Baroness Hooper moved Amendment No. 118DAA: Page 105, line 20, after ("(4)") insert ("after the word "exercised" there shall be inserted "subject to subsection (5) below" and").

The noble Baroness said: In moving this amendment I wish to speak also to Amendment No. 118DAB. These amendments simply preserve the existing provision for appeals to the hospital managers by patients detained under the Mental Health Act 1983 to be considered by people who have not been involved in their care and treatment.

The Act provides for these appeals to be heard by members. With the advent of executive members and directors we need to make it clear that employees should not be involved whether or not they have been directly involved in the case. This is an important safeguard which I hope will commend itself to the Committee. I beg to move.

On Question, amendment agreed to.

Baroness Hooper moved Amendment No. 118DAB: Page 105, line 21, at end insert ("and (c) after subsection (4) there shall be inserted the following subsection — (5) The reference in subsection (4) above to the members of an authority, trust or body or the members of a committee or sub-committee of an authority, trust or body, —

  1. (a) in the case of a District or Special health authority or a committee or sub-committee of such an authority, is a reference only to the chairman of the authority and such members (of the authority, committee or sub-committee, as the case may be) as are not also officers of the authority, within the meaning of the National Health Service Act 1977; and
  2. (b) in the case of a National Health Service trust or a committee or sub-committee of such a trust, is a reference only to the chairman of the trust and such directors or (in the case of a committee or sub-committee) members as are not also employees of the trust."").

On Question, amendment agreed to.

Lord Sanderson of Bowden moved Amendment No. 118DB: Page 105, line 29, at end insert: ("(5A) In section 117 of that Act (after-care) in subsection (3) for the words "the District Health Authority for the district" there shall be substituted "such District Health Authority as may te determined in accordance with regulations made by the Secretary of State".").

The noble Lord said: This amendment has already been spoken to. I beg to move.

On Question, amendment agreed to.

Lord Sanderson of Bowden moved Amendment No. 118E: Page 07, line 14, leave out ("managers of that hospital") and insert ("directors of the trust").

The noble Lord said: This amendment has already been spoken to.
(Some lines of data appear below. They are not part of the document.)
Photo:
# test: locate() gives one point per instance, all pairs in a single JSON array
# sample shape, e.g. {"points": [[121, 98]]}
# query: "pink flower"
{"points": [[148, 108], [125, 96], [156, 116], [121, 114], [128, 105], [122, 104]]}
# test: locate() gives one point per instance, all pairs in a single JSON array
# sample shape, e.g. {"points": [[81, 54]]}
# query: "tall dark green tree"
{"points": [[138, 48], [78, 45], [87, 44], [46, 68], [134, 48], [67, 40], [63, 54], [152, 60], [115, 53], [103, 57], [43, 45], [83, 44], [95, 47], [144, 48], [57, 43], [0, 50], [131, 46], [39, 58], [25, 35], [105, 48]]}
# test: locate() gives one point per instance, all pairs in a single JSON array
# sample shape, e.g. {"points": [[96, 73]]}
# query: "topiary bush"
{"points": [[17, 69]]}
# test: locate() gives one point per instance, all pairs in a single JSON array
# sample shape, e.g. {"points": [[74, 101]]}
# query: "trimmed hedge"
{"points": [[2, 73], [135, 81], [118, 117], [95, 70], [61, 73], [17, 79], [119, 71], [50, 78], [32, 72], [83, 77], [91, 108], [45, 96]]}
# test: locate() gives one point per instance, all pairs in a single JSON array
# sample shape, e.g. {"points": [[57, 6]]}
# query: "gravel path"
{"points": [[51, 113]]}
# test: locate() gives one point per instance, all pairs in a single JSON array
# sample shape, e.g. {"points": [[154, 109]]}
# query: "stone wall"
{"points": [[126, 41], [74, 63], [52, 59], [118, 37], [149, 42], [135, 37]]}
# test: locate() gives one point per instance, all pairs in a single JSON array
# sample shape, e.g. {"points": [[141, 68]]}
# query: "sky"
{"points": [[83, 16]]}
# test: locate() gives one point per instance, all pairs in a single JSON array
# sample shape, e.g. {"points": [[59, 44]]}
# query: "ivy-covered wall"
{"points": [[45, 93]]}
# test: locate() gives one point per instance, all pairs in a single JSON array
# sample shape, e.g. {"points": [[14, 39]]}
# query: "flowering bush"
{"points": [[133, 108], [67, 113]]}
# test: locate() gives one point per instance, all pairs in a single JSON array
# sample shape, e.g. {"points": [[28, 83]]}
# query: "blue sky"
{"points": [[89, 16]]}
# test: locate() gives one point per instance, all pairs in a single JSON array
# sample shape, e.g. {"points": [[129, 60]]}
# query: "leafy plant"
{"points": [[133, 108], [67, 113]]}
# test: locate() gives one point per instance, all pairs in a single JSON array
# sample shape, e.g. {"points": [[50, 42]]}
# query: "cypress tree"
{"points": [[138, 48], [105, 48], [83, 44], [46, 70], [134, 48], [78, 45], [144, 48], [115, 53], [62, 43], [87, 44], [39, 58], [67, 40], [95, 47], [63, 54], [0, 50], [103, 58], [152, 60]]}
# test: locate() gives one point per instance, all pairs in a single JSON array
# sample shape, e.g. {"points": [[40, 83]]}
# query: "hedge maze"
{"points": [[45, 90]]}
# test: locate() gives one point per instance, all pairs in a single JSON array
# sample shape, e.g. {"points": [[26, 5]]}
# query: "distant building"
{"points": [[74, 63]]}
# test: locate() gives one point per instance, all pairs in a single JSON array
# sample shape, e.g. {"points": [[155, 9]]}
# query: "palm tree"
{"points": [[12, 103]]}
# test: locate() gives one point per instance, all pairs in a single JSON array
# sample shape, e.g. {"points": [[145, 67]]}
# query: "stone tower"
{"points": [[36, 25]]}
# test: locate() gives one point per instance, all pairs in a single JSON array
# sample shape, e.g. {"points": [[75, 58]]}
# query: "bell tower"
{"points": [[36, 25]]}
I beg to move.

On Question, amendment agreed to.

Schedule 9, as amended, agreed to.

Schedule 10 [Enactments Repealed]:

Baroness Blatch moved Amendment No. 118EZA: Page 13, line 8, column 3, at end insert:

("In section 111(1)(a) the words "or paragraph (c)".")
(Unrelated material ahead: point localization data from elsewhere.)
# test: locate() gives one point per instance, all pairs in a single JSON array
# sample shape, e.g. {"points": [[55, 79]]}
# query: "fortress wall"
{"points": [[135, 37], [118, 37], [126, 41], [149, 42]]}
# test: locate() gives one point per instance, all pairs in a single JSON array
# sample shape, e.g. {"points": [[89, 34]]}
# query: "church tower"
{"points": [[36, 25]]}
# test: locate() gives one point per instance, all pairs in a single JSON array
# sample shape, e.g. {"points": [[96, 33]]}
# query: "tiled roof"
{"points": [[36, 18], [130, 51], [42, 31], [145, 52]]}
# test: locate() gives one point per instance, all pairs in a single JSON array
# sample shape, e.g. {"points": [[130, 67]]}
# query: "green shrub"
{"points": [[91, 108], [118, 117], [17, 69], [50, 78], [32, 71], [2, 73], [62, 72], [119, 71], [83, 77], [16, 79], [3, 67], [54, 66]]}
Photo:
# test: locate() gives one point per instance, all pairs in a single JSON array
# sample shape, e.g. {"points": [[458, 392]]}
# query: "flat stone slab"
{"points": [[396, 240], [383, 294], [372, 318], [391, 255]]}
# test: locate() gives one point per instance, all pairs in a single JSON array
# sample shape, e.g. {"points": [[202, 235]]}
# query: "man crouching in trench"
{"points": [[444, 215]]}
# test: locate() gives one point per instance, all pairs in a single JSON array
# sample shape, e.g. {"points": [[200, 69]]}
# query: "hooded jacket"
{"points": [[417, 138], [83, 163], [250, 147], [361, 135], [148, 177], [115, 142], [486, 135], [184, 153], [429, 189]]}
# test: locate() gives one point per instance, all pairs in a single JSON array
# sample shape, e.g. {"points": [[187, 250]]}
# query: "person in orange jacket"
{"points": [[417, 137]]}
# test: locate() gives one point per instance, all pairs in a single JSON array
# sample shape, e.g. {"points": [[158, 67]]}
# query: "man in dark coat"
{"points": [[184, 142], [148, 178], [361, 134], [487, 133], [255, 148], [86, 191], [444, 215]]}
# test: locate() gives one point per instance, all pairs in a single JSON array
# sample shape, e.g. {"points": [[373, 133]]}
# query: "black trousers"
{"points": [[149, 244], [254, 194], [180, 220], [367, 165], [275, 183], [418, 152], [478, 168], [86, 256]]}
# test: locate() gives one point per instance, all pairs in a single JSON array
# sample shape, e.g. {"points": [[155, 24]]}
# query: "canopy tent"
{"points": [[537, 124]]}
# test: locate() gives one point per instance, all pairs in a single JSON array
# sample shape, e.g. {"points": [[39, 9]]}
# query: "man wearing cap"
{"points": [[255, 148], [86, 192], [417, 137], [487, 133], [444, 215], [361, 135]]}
The noble Baroness said: In moving this amencment I wish to speak also to Amendment No. 1 8EZB. These amendments repeal two small subsections of the Employment Protection (Consolidation) Act. They are consequential on the repeal of Section 99 of that Act in Schedule 10 of the Bill. The repeal of Section 99 is in turn consequential on the provisions in Clause 54 which remove outstanding Crown immunities from the National Health Service. I am sure the Committee will support these minor measures to tidy up the statute book. I beg to move.
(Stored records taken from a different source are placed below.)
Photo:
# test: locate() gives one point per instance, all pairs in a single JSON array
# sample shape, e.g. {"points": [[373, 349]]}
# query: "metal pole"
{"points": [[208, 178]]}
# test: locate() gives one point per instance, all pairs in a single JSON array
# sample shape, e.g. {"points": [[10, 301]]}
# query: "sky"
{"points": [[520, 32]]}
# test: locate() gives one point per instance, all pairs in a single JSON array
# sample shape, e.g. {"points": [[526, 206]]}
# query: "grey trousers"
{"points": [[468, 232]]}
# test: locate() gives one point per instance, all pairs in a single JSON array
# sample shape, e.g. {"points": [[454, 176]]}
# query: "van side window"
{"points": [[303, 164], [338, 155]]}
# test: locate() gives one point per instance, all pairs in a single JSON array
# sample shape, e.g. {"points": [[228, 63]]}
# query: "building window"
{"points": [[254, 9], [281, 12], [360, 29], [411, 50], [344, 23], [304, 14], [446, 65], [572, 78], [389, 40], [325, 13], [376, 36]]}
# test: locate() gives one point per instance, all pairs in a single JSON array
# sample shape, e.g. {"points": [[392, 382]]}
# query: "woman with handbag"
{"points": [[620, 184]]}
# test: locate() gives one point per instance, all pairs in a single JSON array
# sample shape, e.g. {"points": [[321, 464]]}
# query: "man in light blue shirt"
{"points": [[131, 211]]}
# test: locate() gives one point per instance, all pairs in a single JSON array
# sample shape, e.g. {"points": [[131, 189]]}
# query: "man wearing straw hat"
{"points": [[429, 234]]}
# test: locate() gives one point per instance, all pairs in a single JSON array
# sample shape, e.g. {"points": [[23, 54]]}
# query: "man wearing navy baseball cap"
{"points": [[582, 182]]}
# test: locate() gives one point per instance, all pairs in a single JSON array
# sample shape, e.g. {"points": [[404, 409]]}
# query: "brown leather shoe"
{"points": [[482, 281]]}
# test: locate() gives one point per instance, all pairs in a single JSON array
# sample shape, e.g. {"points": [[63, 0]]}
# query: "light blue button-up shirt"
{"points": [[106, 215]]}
On Question, amendment agreed to.

Baroness Blatch moved Amendment No. 118EZB: Page 113, line 9, column 3, at end insert:

("Section 149(1)(d).").

On Question, amendment agreed to.

Lord Sanderson of Bowden moved Amendment No. 118EA: Page 113, line 16, column 3, at beginning insert:

("Section 124.").

The noble Lord said: This amendment has already been spoken to. I beg to move.

On Question, amendment agreed to.

Schedule 10, as amended, agreed to.

Clause 63 [Short title, commencement and extent];

[Amendment No. 119 not moved.]

[Amendment No. 120 had been withdrawn from the Marshalled List.]

[Amendment No. 121 not moved.]

[Amendments Nos. 121A and 121B had been withdrawn from the Marshalled List.]

Clause 63 agreed to.

House resumed: Bill reported with amendments.

House adjourned at twenty-five minutes before midnight.